Acemoglu's 2025 paper in Economic Policy pegs AI's ten-year boost to US total factor productivity at "at most 0.66%," a fraction of the 1.5 percentage points per year Goldman Sachs projected in 2023. Even on the optimistic end of Acemoglu's range, the cost of waiting a decade for gains to diffuse lands as quarterly enterprise invoices on companies whose bottom-quintile AI score is already running negative.

The Bottom Line

A small group of already-large firms is capturing most of AI's measurable gains. Everyone else is spending real money on subscriptions, retraining, and consulting engagements while waiting for gains that may or may not arrive. The firms running the picks-and-shovels operation (consultants, cloud vendors, platform owners, model developers) get paid either way.

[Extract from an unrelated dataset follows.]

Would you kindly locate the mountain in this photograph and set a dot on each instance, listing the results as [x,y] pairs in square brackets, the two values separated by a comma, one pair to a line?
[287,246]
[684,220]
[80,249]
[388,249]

The Stanford 2026 AI Index, summarized by MIT Technology Review, does document real productivity gains of 14% in customer service and 26% in software development inside specific tasks, so AI isn't useless. The question the PwC framing ducks is who captures those gains at the firm level and how much the middlemen siphon off on the way. When your board asks why the Copilot pilot hasn't paid off yet and whether you should hire a consultant to audit your "AI fitness," notice whose spreadsheet the question is really serving.

The sample methodology is on page 28 of the PDF itself, if you want to check.